Researchers at the USC Center for Neurotechnology have developed a new, advanced deep-learning method for brain signals. It can perform real-time decoding to significantly advance neurotechnologies.
Dr Maryam Shanechi is the Dean’s Professor of Electrical and Computer Engineering and Founding Director of the USC Center for Neurotechnology. Her work involves decoding brain signals to develop brain-computer interfaces (BCIs) for treatment of neurological and mental health conditions. A BCI may move a robotic arm in real time for a paralysed patient by decoding what movement that patient is thinking about, based on brain signals, or may decode mood symptoms in a patient with major depression from their brain signals to deliver the right dosage of deep-brain stimulation therapy at each time.
Deep learning, a branch of artificial intelligence (AI), could significantly improve how accurately brain signals are decoded. However, up to this point, BCIs have largely relied on simpler computing algorithms. Shanechi said for deep-learning methods to become seamlessly applicable to real-time BCIs, they must address multiple additional challenges.

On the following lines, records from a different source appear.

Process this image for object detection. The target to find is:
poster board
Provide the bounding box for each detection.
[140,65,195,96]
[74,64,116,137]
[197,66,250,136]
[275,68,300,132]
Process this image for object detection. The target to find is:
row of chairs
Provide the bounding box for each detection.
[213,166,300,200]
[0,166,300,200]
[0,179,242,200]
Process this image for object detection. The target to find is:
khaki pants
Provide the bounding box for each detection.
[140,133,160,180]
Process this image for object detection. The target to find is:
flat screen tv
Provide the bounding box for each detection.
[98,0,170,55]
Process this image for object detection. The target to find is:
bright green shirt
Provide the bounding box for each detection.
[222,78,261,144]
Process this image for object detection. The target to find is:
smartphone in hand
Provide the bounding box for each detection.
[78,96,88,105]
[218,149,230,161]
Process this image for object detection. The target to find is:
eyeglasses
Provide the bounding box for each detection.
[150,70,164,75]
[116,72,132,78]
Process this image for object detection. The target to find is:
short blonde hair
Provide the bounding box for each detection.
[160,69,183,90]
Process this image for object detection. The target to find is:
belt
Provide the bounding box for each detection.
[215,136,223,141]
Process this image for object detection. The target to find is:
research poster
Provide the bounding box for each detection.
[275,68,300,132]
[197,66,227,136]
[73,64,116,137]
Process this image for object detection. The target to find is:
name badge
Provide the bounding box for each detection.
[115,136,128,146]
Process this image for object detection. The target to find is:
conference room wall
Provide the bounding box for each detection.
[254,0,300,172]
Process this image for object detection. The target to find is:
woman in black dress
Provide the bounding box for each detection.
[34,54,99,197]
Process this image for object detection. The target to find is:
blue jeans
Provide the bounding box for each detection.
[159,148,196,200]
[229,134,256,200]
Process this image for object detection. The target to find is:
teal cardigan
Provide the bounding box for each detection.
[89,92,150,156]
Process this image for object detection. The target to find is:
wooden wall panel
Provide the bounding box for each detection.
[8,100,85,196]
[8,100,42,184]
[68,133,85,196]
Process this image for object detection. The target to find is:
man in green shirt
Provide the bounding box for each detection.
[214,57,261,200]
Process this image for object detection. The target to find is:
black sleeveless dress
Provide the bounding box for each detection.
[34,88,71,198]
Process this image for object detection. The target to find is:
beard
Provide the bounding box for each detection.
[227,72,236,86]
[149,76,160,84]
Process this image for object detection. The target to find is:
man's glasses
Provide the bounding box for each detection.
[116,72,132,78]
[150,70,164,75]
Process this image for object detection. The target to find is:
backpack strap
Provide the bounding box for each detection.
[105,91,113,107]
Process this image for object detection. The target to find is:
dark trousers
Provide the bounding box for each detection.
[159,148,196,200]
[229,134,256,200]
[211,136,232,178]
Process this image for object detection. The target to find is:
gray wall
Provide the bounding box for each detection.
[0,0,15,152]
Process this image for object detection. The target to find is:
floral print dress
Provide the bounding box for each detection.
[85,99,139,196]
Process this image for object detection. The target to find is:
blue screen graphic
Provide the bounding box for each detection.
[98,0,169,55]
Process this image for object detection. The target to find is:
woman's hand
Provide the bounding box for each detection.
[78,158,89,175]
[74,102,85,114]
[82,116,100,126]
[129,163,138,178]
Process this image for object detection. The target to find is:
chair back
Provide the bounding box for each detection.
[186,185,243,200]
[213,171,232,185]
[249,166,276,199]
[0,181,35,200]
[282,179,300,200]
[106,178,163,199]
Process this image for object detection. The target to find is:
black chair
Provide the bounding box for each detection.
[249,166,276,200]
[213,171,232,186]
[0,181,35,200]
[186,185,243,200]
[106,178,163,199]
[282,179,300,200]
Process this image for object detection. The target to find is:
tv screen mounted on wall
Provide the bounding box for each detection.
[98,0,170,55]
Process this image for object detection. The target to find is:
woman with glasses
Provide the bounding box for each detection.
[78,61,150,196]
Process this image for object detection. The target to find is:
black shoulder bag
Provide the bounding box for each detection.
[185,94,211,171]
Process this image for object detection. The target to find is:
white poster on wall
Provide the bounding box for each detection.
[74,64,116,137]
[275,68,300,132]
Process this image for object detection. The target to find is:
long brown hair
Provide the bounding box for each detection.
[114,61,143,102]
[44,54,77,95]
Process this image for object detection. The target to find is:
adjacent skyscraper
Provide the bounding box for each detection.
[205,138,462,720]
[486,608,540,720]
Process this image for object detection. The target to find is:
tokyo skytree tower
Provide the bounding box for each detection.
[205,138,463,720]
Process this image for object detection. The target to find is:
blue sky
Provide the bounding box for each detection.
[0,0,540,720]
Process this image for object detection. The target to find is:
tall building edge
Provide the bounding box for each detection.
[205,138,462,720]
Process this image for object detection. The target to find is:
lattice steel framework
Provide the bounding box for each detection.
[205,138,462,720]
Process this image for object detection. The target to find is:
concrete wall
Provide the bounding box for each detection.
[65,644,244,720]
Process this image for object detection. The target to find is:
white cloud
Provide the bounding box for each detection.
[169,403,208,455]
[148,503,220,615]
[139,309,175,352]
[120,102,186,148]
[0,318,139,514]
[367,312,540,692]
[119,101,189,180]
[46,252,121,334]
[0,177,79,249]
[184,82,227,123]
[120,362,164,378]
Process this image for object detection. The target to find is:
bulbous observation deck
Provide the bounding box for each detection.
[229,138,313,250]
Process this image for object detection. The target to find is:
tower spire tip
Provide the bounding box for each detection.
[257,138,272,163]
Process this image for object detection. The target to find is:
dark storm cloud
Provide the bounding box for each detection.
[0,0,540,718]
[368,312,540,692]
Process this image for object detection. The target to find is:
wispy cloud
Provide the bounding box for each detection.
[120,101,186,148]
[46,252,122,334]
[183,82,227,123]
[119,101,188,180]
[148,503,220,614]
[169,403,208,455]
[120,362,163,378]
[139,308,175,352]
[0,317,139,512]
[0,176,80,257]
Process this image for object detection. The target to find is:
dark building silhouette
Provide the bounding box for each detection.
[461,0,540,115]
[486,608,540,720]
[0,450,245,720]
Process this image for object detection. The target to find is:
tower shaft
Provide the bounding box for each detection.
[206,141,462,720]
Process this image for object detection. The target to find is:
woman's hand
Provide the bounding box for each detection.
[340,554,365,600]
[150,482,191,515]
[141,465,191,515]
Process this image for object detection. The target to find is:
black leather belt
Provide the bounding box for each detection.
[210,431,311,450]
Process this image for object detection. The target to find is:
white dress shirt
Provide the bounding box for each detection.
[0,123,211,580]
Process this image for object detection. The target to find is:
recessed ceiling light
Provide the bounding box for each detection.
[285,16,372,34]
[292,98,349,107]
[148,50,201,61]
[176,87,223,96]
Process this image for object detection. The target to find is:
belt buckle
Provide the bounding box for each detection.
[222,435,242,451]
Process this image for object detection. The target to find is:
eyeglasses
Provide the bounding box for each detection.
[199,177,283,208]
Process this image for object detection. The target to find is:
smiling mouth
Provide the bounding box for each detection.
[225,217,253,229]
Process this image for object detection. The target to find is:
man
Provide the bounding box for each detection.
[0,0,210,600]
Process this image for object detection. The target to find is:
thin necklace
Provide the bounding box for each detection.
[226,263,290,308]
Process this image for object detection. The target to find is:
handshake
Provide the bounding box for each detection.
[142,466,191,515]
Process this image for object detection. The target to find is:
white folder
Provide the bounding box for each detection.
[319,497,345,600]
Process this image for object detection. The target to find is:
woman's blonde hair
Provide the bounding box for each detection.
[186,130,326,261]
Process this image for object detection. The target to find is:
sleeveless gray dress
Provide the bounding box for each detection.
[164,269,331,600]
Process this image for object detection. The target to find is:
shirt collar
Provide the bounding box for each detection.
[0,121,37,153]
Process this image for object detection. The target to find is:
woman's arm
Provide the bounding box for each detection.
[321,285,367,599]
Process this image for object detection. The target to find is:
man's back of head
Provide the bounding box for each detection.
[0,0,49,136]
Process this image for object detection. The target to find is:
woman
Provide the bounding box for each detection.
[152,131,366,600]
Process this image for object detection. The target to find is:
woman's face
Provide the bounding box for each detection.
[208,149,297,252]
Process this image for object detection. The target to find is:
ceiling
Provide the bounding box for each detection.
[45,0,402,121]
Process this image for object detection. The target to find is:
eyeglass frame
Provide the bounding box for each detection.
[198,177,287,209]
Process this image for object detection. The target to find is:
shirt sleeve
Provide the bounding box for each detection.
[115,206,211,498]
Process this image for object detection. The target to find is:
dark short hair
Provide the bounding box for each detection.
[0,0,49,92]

Shanechi explained: “First, we need to develop deep-learning methods that not only are accurate, but also can decode in real time, and efficiently…For example, decode a patient’s planned movement from their brain signals in real time, as they are thinking about grabbing a cup of coffee. Second, we need these methods to handle randomly missing brain signals, which can occur when transmitting signals in wireless BCIs.”
Both these challenges have been addressed by Shanechi and her PhD students, Hamidreza Abbaspourazad and Eray Erturk, who developed a new deep-learning approach for brain signals. They named the method DFINE, for “dynamical flexible inference for nonlinear embeddings.” This accurately decodes brain signals while also being able to run in real time. It can also do so even when brain signals are missing at random times, which can happen in wireless BCIs.
“This work provides advanced deep-learning methods that can be used in real-world neurotechnologies because they simultaneously offer accuracy, real-time operation, flexibility, and efficiency,” Shanechi said.
Shanechi hopes to develop BCIs that are quicker, more precise, and more responsive to enhance therapeutic devices for people with neurological or mental health conditions.
This work was published in Nature Biomedical Engineering.